Атаман подвел хуторян к коновязи и, распустив их, направился в правление. Федор поручил коня Пашке и пошел разыскивать двоюродного брата, одногодка, с соседнего хутора. На блеклой запыленной траве под тополем сидели незнакомые казаки: привалившись друг к другу, вяло переговаривались.

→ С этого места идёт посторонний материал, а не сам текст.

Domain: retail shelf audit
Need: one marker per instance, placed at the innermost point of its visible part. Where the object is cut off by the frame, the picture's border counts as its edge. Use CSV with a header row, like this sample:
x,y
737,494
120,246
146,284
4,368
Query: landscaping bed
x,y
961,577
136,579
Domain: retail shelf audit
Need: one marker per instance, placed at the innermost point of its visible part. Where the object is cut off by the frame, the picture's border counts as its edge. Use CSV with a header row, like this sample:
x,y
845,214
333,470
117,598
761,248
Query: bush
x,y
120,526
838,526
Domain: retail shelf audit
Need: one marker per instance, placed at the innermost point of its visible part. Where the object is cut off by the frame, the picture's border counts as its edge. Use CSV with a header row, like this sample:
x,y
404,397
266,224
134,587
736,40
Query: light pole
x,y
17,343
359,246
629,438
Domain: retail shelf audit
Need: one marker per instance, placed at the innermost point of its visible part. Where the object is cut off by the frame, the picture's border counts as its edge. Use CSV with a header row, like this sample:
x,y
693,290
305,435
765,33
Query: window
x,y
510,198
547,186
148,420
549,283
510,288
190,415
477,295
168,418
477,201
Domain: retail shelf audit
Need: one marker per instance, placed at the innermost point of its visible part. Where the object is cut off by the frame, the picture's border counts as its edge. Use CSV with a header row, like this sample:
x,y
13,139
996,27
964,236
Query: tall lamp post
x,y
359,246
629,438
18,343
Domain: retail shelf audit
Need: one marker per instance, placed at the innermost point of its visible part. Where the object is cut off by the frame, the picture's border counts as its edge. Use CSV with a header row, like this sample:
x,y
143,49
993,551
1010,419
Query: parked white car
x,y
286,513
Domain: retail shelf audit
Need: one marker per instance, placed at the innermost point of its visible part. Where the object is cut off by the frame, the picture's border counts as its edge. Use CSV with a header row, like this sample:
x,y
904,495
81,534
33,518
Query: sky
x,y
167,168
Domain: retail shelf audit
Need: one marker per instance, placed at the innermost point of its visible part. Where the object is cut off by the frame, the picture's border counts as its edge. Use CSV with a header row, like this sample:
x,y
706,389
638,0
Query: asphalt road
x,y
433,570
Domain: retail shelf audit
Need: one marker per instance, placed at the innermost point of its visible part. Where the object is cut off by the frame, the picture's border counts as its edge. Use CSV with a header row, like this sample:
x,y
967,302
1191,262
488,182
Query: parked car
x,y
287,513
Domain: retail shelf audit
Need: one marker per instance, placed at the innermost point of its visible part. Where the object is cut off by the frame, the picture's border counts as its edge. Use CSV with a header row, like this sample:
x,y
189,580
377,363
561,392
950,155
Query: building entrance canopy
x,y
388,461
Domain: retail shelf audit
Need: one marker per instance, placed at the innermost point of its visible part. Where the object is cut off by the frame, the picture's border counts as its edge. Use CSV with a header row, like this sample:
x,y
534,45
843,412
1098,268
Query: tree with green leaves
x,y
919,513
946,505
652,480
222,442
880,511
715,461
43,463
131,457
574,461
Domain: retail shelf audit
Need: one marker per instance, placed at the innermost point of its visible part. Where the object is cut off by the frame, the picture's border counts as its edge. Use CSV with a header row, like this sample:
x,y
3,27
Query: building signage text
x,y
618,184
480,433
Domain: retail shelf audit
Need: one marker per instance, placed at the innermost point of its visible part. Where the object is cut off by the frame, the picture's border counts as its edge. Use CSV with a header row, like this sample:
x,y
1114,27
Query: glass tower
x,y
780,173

— И чего без толку людей мучить, — возмущался длинный белолицый детина, давя локтем маленького тщедушного казачка, — делать коту нечего, так он… Какой-то смотр выдумали. Подойдет срок — и смотри, коль охота, радуйся.
— Нет, браток, тут дело того самого… нехорошим пахнет.
— Слыхал я, на войну хотят турнуть.
— Ну, заныл! Раньше смерти умираешь.
— Он за благоверную боится, вот вам крест! Не робей, не пропадет. На твое место тут косая дюжина найдется.
— Эй, ты чего же: своих не узнаешь? — шутливо спросил белолицый, повернувшись к Федору.
— Нет, дружок, не узнаю, — Федор улыбнулся и прошел дальше.
Он исколесил весь плац, и все попусту. Забрел на крыльцо правления. Закуривая, прислушался к низкому, бесцветному голосу, долетавшему до него откуда-то сверху. Кто-то, важно и степенно покашливая, негромко рассказывал: «…милейший, знаете, человек, прекрасной души человек! Остряк, хлебосол! Отпрыск столбовой дворянской фамилии. Как-то он сказал мне: «Вы знаете, говорит, Максим Петрович, с русским человеком никак нельзя иметь дело». — «Да почему же?» — спрашиваю. «Знаете, ему только повод дай, он обязательно придет тогда в присутственное место, протискается через людей и ляжет перед вами прямо на стол, да еще и папироску попросит». Взрыв дребезжащего смеха на минуту заглушил рассказчика. «А? Немец? Нет, тот хитрый дьявол. Тот нарочно будет топтаться у порога, позади всех, пугливо вздрагивать».
«Разгутарились, сволочи!» — спускаясь с крыльца, ругнулся Федор. Он хоть и не понял ничего, но почувствовал, что это люди другого мира, белоручки. А таких людей он не то чтобы ненавидел, но не любил, считал их бездельниками, «зазря» пожиравшими хлеб. Проходя мимо высокого раскрытого окна, Федор заглянул внутрь: пожилой, в форме врача, военный с большим грушевидным носом что-то продолжал рассказывать, как видно, забавное, а его собеседник — молодой с черными красивыми усиками врач — подпрыгивал на стуле, трясся от смеха.